Intelligent instruction-following robots capable of improving from autonomously collected experience have the potential to transform robot learning: instead of collecting costly teleoperated demonstration data, large-scale deployment of fleets of robots can quickly collect larger quantities of autonomous data that can collectively improve their performance. However, autonomous improvement requires solving two key problems: (i) fully automating a scalable data collection procedure that can collect diverse and semantically meaningful robot data and (ii) learning from non-optimal, autonomous data with no human annotations. To this end, we propose a novel approach that addresses these challenges, allowing instruction-following policies to improve from autonomously collected data without human supervision. Our framework leverages vision-language models to collect and evaluate semantically meaningful experiences in new environments, and then utilizes a decomposition of instruction following tasks into (semantic) language-conditioned image generation and (non-semantic) goal reaching, which makes it significantly more practical to improve from this autonomously collected data without any human annotations. We carry out extensive experiments in the real world to demonstrate the effectiveness of our approach, and find that in a suite of unseen environments, the robot policy can be improved 2x with autonomously collected data. We open-source the code for our semantic autonomous improvement pipeline, as well as our autonomous dataset of 30.5K trajectories collected across five tabletop environments.
Paper Structure (33 sections, 1 equation, 6 figures, 6 tables)

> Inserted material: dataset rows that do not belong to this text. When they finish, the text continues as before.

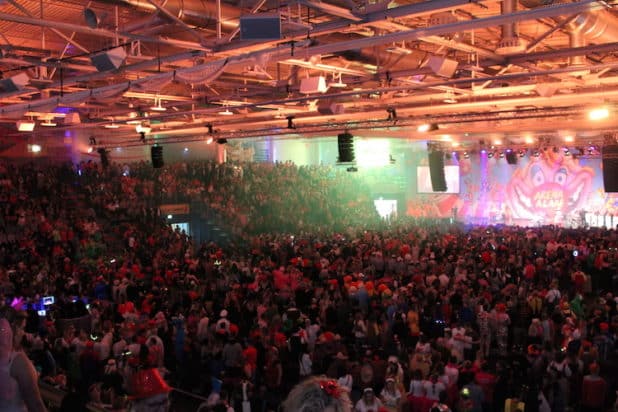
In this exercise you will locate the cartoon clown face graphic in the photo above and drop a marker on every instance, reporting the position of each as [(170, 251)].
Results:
[(549, 187)]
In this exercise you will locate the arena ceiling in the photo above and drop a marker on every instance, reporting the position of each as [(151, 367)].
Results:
[(515, 71)]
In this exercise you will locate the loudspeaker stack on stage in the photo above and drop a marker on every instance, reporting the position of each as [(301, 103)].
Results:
[(436, 170)]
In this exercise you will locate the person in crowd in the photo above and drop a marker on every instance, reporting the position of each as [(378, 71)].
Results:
[(317, 394), (368, 402), (19, 388)]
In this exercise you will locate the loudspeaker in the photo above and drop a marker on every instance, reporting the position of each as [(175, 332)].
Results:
[(103, 155), (156, 155), (511, 157), (442, 66), (262, 26), (328, 107), (609, 156), (310, 85), (345, 144), (14, 83), (110, 59), (436, 170)]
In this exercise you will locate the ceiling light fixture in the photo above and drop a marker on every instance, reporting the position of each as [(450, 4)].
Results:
[(25, 125), (143, 128), (397, 49), (449, 97), (157, 107), (34, 148), (600, 113), (427, 127), (337, 83)]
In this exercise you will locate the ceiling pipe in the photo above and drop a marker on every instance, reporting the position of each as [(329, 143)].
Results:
[(597, 26), (510, 42), (472, 104), (197, 13), (576, 39), (98, 32), (280, 52)]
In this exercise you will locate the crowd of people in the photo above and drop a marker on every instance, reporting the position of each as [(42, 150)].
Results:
[(322, 300)]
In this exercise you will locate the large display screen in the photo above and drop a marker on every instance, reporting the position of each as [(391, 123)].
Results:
[(423, 179)]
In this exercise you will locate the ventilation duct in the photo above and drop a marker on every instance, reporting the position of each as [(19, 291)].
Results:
[(595, 26), (510, 43), (198, 13), (576, 39)]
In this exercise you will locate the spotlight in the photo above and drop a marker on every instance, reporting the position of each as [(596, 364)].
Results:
[(427, 127), (599, 113), (25, 125), (392, 114)]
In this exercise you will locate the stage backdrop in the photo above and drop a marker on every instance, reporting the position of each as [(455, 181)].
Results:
[(552, 188)]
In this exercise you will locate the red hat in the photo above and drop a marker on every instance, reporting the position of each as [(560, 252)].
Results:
[(147, 383), (533, 350)]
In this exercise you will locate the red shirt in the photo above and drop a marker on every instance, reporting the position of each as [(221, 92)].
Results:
[(593, 391), (486, 381)]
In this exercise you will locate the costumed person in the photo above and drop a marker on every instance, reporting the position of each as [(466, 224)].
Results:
[(368, 402), (391, 395), (149, 390), (501, 325), (318, 394), (19, 388)]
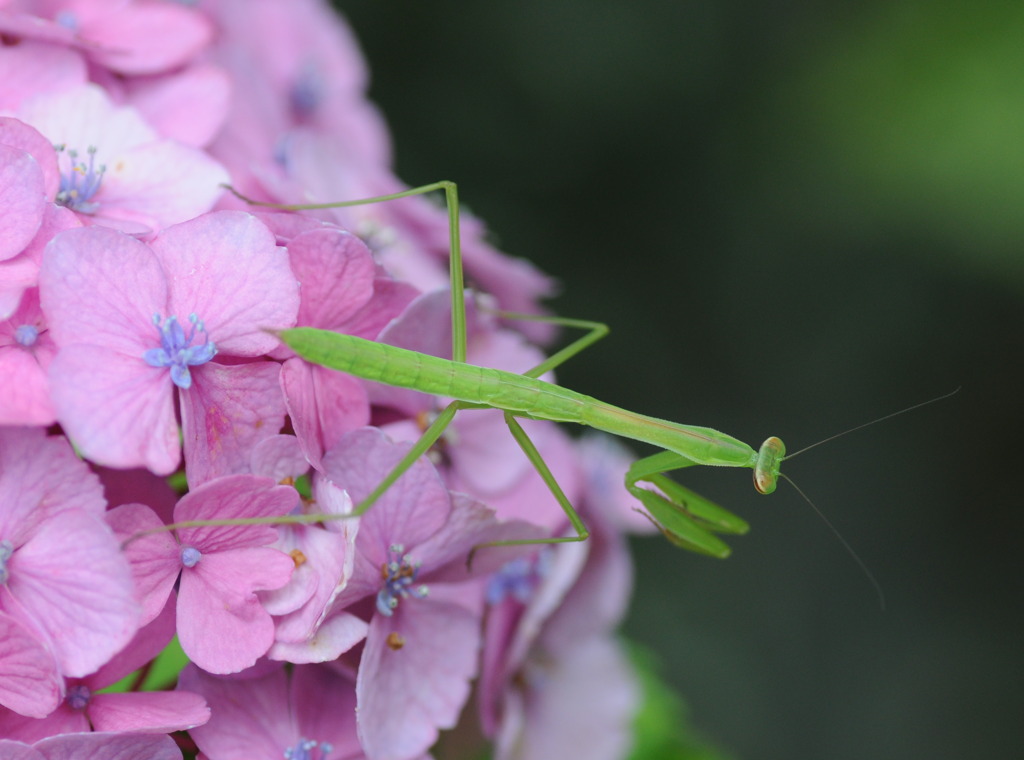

This paper contains 33 sections, 1 equation, 6 figures, 6 tables.

Figures (6)

  • Figure 1: We introduce SOAR, an approach to autonomously improve instruction following policies by leveraging foundation models for large-scale autonomous data collection and self-improvement with no human in the loop. SOAR imports Internet-scale knowledge from pre-trained Vision-Language Models and image-editing Diffusion Models to guide autonomous data collection, and enables policy-improvement with a self-supervised objective on the autonomous data. We make available the $30.5$K autonomous trajectories collected with SOAR in SOAR-dataset.
  • Figure 2: Overview of the SOAR autonomous improvement pipeline: First, we equip the robot with a set of basic skill by pre-training. Then, we deploy the pre-trained policy on a fleet of five robots to autonomously collect data, with a VLM proposing viable language tasks to practice. Specifically, the language task is turned into a subgoal image via an pre-trained image-editing diffusion model, and the robot executes a goal-conditioned policy. Finally, we use a VLM to label success information of the collected trajectories, and train the policy using this data, resulting in improvement.
  • Figure 3: Trajectory rollout with decomposed language-conditioned policy: The VLM proposes a meaningful language task given the observation of the environment, and this language instruction is used to generate a subgoal image via an image-editing diffusion model. The goal-conditioned policy then tries to achieve a sequence of 5 subgoals (only 3 visualized here) each with $20$ steps. Finally, the VLM determines if the language instruction has been achieved at the end of a trajectory.
  • Figure 4: Across the five unique robot workspaces for the five WidowX robots, there are 10 different scenes, each scene corresponding to a distinct set of manipulatable objects available, and each scene supporting many different tasks that can be executed. 8 scenes support pick-and-place tasks, 1 supports drawer opening and closing, and 1 supports deformable cloth manipulation.
  • Figure 5: Autonomous improvement results in each scene: for all $10$ scenes, training on scene-specific autonomous data helps to significantly improve performance over the pre-trained policy. On average, the pre-trained policy has a success rate of $28\%$ and the improved policy has success rate $57\%$.